Wednesday, January 10, 2007

"There's a fungus among us...and other cool stuff"

My pup Mercy is like the U.S. Mail (supposedly...) in that neither rain, nor sleet, nor hail will stop her daily desire for romping au naturale. Unlike the USPS, she doesn't take holidays off, and wants that run through the woods as soon as I get home from the station.
I usually keep a camera handy in case something really neat crops up; didn't feel like carrying the big camera, so I took along my Canon S2 which has a great macro capability...and found a world of interesting images which I wanted to share in this post, just little stop-and-shoot "plinks", as I like to call 'em.

And here it is January...where humanoids feel the vapid sense of a 'vacuum' from the Holiday" gauntlet"...wherein trees (except many beech and birch) have long since shed their leaves...

(enlarge and check out the little bugger on the fungal plains)

...where most two-leggeds think of Nature as rather 'lifeless', which could not be farther from the truth...


...we need only to change our perspective to realize that while many mechanisms have slowed down, they most certainly have not stopped.


And so I ventured to look more closely at the forest floor of the woods in which I walked...as well as the grassy field next to it...and found a neat world of fungi and more...from the little 'shrooms...to the epiphytic tree ferns...

...to those who were keeping the chlorophyll action going, like the clovers, here, bejeweled with rain drops from our spring-like January rains just the day before...



...all were still 'doing their thing' in all their glory. Let this serve as our tribute to their wintertime moxie...

(Don't forget, you can click on the above pics to enlarge them for a closer look...)










Oh, yeah, how can you tell this is a Dogwood tree?




..........By its 'bark', of course.......


2 comments:

Anonymous said...

Wow Bob ... great photography. And Nature IS just awesome, isn't it? In the rush of daily living, 99.9% of the population misses what's right before their eyes, or they don't take TIME to see what COULD be right before their eyes.

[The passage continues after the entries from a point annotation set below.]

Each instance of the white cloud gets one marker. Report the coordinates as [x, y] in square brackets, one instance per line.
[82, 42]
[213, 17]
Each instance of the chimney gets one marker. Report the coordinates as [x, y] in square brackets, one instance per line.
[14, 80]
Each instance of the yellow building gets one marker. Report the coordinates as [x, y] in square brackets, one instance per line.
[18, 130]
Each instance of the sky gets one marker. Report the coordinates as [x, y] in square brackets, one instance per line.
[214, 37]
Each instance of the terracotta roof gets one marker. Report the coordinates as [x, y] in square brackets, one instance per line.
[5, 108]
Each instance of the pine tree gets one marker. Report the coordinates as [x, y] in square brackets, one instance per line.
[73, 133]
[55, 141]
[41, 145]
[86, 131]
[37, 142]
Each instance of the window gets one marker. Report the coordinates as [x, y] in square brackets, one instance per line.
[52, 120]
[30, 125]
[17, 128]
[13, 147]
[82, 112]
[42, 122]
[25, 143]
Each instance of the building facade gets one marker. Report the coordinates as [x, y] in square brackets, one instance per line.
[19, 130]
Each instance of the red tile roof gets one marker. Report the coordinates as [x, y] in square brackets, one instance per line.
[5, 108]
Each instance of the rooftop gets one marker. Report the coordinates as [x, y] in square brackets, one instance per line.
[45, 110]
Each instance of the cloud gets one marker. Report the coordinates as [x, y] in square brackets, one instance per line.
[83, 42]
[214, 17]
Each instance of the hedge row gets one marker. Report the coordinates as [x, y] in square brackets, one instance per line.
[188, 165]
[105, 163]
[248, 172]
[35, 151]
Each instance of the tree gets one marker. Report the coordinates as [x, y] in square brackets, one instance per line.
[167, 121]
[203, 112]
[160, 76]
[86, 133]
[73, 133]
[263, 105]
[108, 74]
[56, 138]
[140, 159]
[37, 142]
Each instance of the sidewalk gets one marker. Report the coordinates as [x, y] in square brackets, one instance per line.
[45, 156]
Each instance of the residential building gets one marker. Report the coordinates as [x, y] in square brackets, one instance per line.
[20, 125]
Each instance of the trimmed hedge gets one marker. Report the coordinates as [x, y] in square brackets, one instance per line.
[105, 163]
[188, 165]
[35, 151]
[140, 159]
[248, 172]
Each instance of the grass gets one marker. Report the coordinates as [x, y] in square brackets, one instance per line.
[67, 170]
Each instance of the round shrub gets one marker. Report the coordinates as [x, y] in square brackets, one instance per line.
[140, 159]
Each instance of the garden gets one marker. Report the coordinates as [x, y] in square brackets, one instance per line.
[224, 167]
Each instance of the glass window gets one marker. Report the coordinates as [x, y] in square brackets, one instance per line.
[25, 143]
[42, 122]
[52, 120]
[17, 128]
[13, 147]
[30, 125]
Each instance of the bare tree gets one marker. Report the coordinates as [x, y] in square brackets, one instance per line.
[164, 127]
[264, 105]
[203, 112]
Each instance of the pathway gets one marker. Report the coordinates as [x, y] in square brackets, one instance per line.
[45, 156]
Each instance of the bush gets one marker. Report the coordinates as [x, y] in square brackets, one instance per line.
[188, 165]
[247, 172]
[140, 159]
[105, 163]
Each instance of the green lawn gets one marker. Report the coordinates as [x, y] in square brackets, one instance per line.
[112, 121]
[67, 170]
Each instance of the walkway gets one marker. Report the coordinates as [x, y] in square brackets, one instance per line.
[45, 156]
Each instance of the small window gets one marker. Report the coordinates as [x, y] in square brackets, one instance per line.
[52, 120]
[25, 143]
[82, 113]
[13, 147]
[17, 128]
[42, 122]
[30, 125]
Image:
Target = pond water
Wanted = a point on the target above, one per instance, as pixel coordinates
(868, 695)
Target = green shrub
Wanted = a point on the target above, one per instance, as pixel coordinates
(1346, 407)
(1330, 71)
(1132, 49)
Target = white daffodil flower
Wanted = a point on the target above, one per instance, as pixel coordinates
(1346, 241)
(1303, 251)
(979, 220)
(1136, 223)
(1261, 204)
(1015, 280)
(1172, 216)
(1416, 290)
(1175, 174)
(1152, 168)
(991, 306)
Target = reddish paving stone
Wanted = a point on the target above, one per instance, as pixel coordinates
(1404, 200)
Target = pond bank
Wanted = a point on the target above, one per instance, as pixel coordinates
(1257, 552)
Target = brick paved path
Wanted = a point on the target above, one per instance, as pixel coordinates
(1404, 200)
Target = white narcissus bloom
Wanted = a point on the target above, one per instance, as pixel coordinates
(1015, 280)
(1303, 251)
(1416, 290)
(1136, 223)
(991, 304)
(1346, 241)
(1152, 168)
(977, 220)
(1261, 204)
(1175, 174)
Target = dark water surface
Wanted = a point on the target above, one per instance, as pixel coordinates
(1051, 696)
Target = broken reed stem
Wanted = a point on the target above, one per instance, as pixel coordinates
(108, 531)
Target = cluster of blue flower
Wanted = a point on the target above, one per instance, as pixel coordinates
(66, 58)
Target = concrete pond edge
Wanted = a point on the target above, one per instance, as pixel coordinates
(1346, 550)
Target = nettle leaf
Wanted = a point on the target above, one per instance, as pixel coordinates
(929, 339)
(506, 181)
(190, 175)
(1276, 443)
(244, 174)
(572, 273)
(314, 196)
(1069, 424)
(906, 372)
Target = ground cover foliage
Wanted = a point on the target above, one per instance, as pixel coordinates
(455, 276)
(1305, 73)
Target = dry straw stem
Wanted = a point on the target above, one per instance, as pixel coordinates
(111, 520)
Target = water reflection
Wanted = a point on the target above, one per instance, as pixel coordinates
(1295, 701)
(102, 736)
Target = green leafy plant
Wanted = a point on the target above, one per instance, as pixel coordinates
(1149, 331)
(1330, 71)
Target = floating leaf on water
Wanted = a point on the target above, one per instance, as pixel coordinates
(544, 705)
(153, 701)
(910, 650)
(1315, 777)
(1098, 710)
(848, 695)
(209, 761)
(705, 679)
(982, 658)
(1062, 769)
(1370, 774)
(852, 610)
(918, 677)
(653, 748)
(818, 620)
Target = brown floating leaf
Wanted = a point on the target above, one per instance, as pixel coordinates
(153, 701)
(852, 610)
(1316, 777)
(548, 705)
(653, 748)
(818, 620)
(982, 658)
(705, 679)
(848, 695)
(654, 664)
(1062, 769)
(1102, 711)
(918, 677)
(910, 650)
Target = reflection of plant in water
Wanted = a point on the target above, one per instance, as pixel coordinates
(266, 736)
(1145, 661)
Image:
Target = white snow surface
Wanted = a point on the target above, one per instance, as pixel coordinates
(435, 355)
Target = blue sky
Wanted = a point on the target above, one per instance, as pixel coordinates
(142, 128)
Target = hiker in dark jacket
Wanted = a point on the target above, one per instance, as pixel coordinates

You know, 200 years ago (quite literally), early 19th century poet William Wordsworth wrote a sonnet called "The World Is Too Much With Us". From what I remember:
"The world is too much with us; late and soon,
Getting and spending, we lay waste our powers;
Little we see in Nature that is ours;
We have given our hearts away, a sordid boon!
This Sea that bares her bosom to the moon,
The winds that will be howling at all hours,
And are up-gathered now like sleeping flowers,
For this, for everything, we are out of tune;
It moves us not .... "

That's all I remember at the moment, but it's enough.
What do you suppose Wordsworth would think of our world/culture NOW in 2007 ??!!! Ugh.

Suzy :)

Bob Child said...

Amen to that, Suzy! Many thanks. What would ANYone from a bygone era think of what we are doing to the earth, the environment, our communities today? Chief Standing Bear, a late Ponca chief, was quoted as saying, "Man's heart away from Nature becomes hard." Too many of us have gotten away from our respect and admiration of Nature in all of Her greatness and microcosms. The answer? To each carry our own torch of Rememberance, whose collective Awareness WILL make a difference...hopefully before it's too late.